Researchers aren’t certain why premature babies who consume formula are more likely to develop NEC. The prevailing theory is that premature infants have intestines that can’t protect themselves as well as the intestines of more developed infants. While human milk adds protection (reducing inflammation and bacterial invasion), formula encourages the proliferation of bacteria.
Has the FDA recalled Enfamil?
The FDA has not recalled Enfamil even though its packaging does not contain any warning labels about the increased risk of NEC among premature babies.
There have been some isolated store recalls, but these recalls were the result of product tampering. For example, a store recall occurred after a handful of mothers reported that their Enfamil products contained flour instead of formula.
Enfamil lawsuit update
The link between baby formula and NEC is strong enough that the AAP (along with many other health organizations) strongly recommends giving premature babies breast milk whenever possible.
So if health organizations are advising against giving premature babies formula due to the risk of NEC, why isn’t the manufacturer of Enfamil required to warn parents and doctors about the risk? This is precisely the question some parents are asking in their lawsuits against Mead Johnson.
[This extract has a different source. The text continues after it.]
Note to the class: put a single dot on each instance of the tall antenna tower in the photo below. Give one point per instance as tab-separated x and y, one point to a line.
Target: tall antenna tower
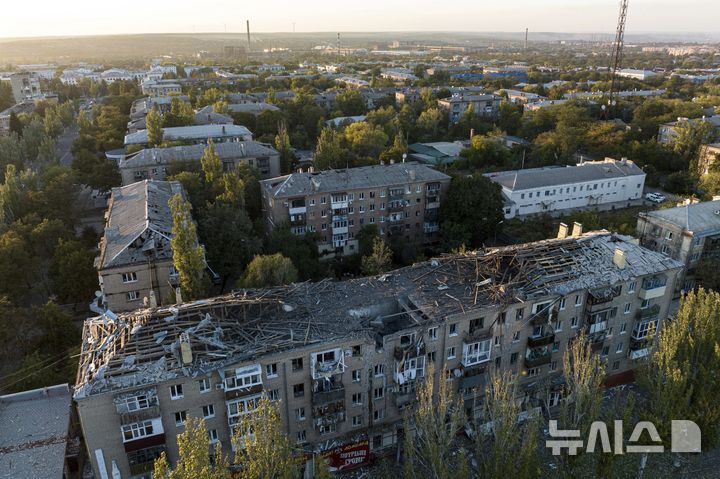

William Peebles lawsuit against Mead Johnson
On September 20, 2022, William Peebles filed a wrongful death lawsuit against Mead Johnson.
William’s daughter, Lillian, was born prematurely, at 27 weeks gestation, at the Woman’s Hospital in Baton Rouge, Louisiana, on June 21, 2009.
Lillian developed NEC after being fed Enfamil while in the Newborn Intensive Care Unit (NICU). She died on July 20, 2009.
The wrongful death lawsuit filed by William alleges that Mead Johnson:
“promotes the use of its preterm infant cow’s milk-based products to parents, physicians, hospitals, and medical providers as safe products... despite the knowledge of the significant health risks posed to preterm infants... including the significant risk of NEC and death.”
What’s more, the lawsuit alleges that Mead Johnson “did not provide any warning in its labeling, websites, or marketing that warns that its cow’s milk-based products exponentially increase the risk of NEC and death in preterm infants.”
The lawsuit is still pending.
The NEC lawsuits are not the only lawsuits Mead Johnson has faced. Mead Johnson recently settled a class action lawsuit for $8.4 million. The lawsuit alleged that Mead Johnson inflated the number of bottles its Enfamil baby formula products could make.